20-Nietzche Ağladığında (Irvin D. Yalom)
Bir gün, erkeklerin başını döndüren kadın, Salome, Nietzsche’den habersiz Breuer’e gelir. “Avrupa’nın kültürel geleceği tehlikede, Nietzsche ümitsiz… Ona yardım edin” der. Breuer, Salome’yi tekrar görebilmek umuduyla “peki” der. Böylece varoluşun kader, inanç, hakikat, huzur, mutluluk, acı, özgürlük, irade ve neden, nasıl gibi en önemli duraklarından geçen bir yolculuk başlar... Yoğun ve sürükleyici olan bir düşünce romanı Nietzsche Ağladığında. Psikanalizin doğumu arifesindeki 19. yüzyıl Viyana’sında entelektüel ortamlarda geçen roman Nietzsche, Breuer, Freud arasındaki diyaloglarla şekilleniyor. Kitabın konusu ise “ümitsizlik.”
Irvin D. Yalom Kimdir?
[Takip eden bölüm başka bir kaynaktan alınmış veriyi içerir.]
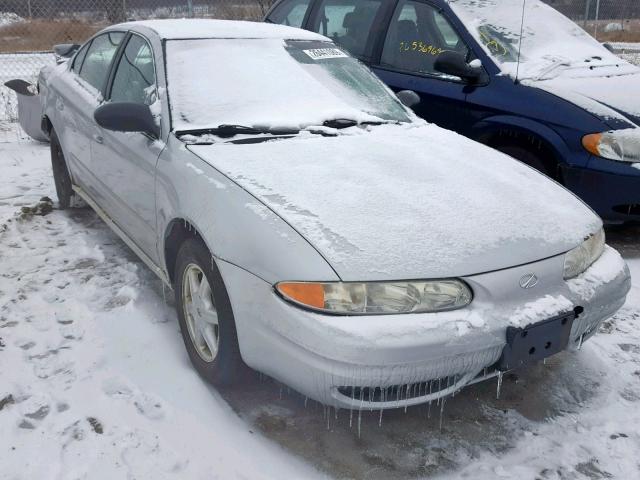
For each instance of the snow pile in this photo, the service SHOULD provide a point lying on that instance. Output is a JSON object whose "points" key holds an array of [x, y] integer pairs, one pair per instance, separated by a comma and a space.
{"points": [[8, 18], [603, 271]]}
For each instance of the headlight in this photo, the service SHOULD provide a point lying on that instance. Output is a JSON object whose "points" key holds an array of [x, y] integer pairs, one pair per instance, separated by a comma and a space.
{"points": [[620, 145], [580, 258], [377, 298]]}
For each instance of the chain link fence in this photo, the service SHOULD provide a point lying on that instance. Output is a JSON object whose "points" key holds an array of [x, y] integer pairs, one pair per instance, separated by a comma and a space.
{"points": [[29, 28]]}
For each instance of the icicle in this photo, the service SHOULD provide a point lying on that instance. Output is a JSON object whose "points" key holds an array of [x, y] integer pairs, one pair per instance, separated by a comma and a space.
{"points": [[353, 397], [442, 411]]}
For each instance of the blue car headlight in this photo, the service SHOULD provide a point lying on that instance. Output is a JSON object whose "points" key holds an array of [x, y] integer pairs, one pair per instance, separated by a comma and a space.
{"points": [[619, 145]]}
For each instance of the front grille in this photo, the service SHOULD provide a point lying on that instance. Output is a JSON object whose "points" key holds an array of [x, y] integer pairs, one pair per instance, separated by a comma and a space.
{"points": [[397, 393]]}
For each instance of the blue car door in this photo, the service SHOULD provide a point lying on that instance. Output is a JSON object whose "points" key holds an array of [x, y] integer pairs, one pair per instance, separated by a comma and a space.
{"points": [[417, 33]]}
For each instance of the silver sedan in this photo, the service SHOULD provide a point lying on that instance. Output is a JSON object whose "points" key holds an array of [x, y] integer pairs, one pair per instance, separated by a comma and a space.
{"points": [[310, 225]]}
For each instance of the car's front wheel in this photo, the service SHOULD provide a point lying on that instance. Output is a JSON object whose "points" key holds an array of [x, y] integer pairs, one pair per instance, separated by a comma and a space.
{"points": [[527, 157], [205, 314], [66, 196]]}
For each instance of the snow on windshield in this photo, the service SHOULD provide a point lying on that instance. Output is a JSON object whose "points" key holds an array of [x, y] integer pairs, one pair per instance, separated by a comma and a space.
{"points": [[551, 43], [271, 83]]}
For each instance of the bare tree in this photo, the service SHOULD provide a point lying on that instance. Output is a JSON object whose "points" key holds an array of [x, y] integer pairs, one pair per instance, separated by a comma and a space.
{"points": [[114, 10]]}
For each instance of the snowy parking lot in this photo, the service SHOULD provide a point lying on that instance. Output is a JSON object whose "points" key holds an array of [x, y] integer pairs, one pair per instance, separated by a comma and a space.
{"points": [[95, 382]]}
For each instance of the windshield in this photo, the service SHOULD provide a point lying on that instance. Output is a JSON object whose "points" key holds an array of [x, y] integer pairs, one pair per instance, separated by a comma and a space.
{"points": [[550, 41], [272, 83]]}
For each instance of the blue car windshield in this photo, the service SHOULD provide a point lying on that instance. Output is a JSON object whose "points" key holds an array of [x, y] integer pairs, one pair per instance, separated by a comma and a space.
{"points": [[549, 39], [272, 83]]}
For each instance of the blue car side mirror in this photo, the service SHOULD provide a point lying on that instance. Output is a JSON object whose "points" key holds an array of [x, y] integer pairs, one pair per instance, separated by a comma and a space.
{"points": [[454, 63]]}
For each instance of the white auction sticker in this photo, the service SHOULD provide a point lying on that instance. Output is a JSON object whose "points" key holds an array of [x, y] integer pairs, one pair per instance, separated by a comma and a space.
{"points": [[322, 53]]}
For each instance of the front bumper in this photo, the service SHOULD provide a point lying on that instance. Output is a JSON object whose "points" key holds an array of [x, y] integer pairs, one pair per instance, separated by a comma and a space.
{"points": [[394, 361]]}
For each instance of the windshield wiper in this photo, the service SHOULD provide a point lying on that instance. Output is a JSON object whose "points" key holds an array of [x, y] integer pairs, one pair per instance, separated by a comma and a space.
{"points": [[339, 123], [228, 131]]}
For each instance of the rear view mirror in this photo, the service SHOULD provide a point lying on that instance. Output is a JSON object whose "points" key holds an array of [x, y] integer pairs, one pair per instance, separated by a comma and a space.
{"points": [[609, 47], [454, 63], [126, 117], [409, 98], [64, 51]]}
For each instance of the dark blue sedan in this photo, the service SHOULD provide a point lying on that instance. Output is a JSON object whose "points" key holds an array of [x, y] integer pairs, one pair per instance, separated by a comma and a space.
{"points": [[542, 91]]}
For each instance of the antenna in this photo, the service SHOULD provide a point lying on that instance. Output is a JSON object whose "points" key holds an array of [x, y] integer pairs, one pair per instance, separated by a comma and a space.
{"points": [[524, 4]]}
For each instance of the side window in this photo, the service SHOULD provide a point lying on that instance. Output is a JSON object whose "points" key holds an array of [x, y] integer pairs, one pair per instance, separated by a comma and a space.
{"points": [[79, 58], [417, 35], [347, 22], [290, 12], [135, 77], [98, 59]]}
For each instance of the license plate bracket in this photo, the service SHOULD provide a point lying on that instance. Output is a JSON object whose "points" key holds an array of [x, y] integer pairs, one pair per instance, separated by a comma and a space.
{"points": [[536, 342]]}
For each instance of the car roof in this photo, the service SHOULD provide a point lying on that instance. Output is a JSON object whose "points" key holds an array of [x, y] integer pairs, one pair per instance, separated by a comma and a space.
{"points": [[204, 28]]}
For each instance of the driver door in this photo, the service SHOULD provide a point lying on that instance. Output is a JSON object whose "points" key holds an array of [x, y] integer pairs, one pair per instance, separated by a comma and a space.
{"points": [[417, 34], [125, 162]]}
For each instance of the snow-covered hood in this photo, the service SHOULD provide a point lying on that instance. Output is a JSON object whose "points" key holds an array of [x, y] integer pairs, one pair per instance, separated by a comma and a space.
{"points": [[408, 202], [610, 98]]}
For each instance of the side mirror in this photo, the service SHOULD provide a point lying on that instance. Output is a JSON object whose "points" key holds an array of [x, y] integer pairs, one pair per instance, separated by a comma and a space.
{"points": [[409, 98], [64, 51], [126, 117], [454, 63]]}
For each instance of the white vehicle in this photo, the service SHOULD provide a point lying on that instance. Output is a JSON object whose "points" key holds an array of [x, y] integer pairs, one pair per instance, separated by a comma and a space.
{"points": [[311, 226]]}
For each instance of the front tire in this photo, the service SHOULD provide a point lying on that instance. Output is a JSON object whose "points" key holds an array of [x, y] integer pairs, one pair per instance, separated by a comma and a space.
{"points": [[527, 157], [205, 315], [61, 177]]}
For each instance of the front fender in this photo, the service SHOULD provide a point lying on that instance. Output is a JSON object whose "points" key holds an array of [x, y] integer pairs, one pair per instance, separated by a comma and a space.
{"points": [[236, 227], [490, 126]]}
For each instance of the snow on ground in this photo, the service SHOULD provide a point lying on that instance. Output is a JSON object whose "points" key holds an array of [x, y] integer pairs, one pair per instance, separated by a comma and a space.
{"points": [[7, 18], [629, 51], [18, 65], [95, 382]]}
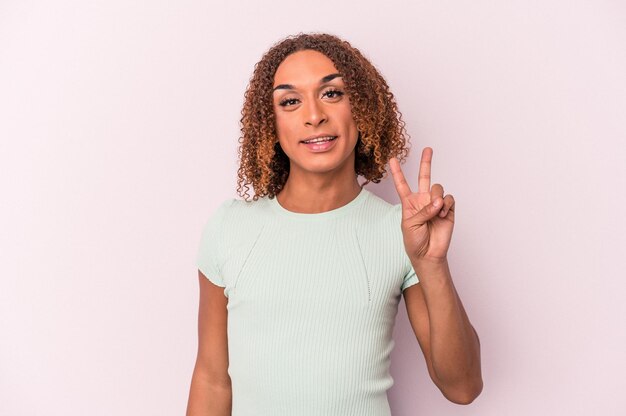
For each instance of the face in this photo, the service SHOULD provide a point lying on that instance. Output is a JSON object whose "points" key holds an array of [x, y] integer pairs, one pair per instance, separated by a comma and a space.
{"points": [[314, 120]]}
Irvin D. Yalom, varoluşçu psikoterapinin en önemli temsilcilerinden. 13 Haziran 1931 tarihinde Washington D.C.’de doğdu. Yazarın en sevdiği kurmaca kitapları hayatında onun için büyük önem taşıdı. İlk kitabını uzmanlık alanı olan psikiyatri türünde ders kitabı olarak “The Theory and Practice of Group Psychotheraphy” ismiyle yayımladı. Bunun dışında birkaç akademik kitaba daha imza atan Yalom, yükselişini psikolojik roman türündeki kitaplarıyla gerçekleştirdi. Psikanalizin kurucusu olarak görülen Sigmund Freud’u ve büyük Alman filozof Nietzsche’yi aynı kurgu içine yerleştirdiği “Nietzsche Ağladığında” adlı eseri dünya çapında büyük başarı elde etti ve 20. yüzyılın en iyi edebi eserleri arasına girdi. Kitap sinemaya da uyarlandı.
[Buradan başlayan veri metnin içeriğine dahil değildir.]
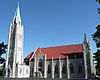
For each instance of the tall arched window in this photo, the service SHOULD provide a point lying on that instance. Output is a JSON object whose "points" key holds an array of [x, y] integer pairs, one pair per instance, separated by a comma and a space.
{"points": [[71, 68], [49, 69], [64, 70], [40, 63], [56, 69]]}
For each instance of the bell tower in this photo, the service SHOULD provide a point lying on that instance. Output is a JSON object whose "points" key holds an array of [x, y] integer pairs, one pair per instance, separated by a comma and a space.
{"points": [[15, 45]]}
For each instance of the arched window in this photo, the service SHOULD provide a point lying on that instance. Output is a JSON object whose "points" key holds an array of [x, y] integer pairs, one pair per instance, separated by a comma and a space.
{"points": [[80, 68], [26, 71], [71, 68], [64, 69], [49, 69], [20, 70], [56, 69]]}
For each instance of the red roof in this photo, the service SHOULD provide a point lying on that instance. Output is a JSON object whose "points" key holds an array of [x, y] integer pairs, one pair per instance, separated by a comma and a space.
{"points": [[60, 51], [29, 56]]}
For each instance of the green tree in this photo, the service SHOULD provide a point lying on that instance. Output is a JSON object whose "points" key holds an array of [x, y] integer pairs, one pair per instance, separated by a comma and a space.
{"points": [[3, 49], [96, 38]]}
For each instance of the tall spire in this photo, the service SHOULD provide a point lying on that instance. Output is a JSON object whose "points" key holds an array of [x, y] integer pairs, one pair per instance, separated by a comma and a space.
{"points": [[85, 38], [17, 13]]}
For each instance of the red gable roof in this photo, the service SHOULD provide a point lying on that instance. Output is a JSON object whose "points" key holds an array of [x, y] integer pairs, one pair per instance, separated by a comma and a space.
{"points": [[28, 56], [57, 51]]}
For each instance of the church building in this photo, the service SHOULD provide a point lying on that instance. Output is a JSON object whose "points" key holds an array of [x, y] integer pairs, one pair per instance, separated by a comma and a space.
{"points": [[68, 61]]}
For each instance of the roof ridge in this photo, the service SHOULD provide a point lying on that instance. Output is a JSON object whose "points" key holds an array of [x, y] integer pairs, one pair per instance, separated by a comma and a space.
{"points": [[60, 46]]}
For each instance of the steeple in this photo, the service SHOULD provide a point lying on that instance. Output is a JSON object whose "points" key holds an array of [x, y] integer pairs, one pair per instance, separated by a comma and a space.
{"points": [[85, 39], [17, 12]]}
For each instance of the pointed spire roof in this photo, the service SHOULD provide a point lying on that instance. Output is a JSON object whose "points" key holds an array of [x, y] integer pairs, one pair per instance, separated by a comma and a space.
{"points": [[17, 13], [85, 38]]}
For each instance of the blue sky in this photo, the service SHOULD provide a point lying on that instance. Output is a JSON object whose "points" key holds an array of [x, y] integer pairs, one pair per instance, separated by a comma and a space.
{"points": [[50, 22]]}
Bonus: Tutunamayanlar (Oğuz Atay)
Bu kitabı listeye koymazsak olmazdı. Türk edebiyatının en çok okunan, en çok tartışılan kitaplarından biri Tutunamayanlar. 1971 yılında yayımlandığında olumludan çok olumsuz eleştiri alan, anlaşılmayan ve okura ulaşmayan “Tutunamayanlar”, bugünün kült kitapları arasında yer alıyor. Oğuz Atay'ın başyapıt değeri taşıyan bu eseri Türk Edebiyatında modernist romanın zirvesi ve postmodernist romanın kaynağı olarak kabul ediliyor. Türkiye’ye ayna tutan Tutunamayanlar’ın kahramanı Selim Işık ise her zaman akıllarda kalıyor. Eser, Flemenkçeye, Almancaya ve The Disconnected adı altında İngilizceye çevrildi. Topluma yabancılaşma, kalıplaşmış düşüncelerin reddi gibi temaların etrafında dönen bu kitap, herkesin okuması gereken önemli bir yapıt!
Oğuz Atay Kimdir? Ülkemizde çok okunan ve sevilen büyük yazarlardan biri olan Oğuz Atay, 12 Ekim 1934 tarihinde Kastamonu’da doğdu. İTÜ İnşaat Fakültesi’nden mezun olduktan sonra İstanbul Devlet Mühendislik ve Mimarlık Akademisi’nde (Yıldız Teknik Üniversitesi) öğretim üyeliği yapmaya başladı. 1975’te doçent unvanını kazandı ve Topografya adlı mesleki kitabını yazdı. Oğuz Atay’ın ilk ve en ünlü romanı Tutunamayanlar, 1972’de yayımlandı ve eleştirmenler arasında büyük tartışmaya neden oldu. Tutunamayanlar, UNESCO tarafından 20. Yüzyıl Türk Edebiyatı’nın en seçkin eseri olarak kabul ediliyor.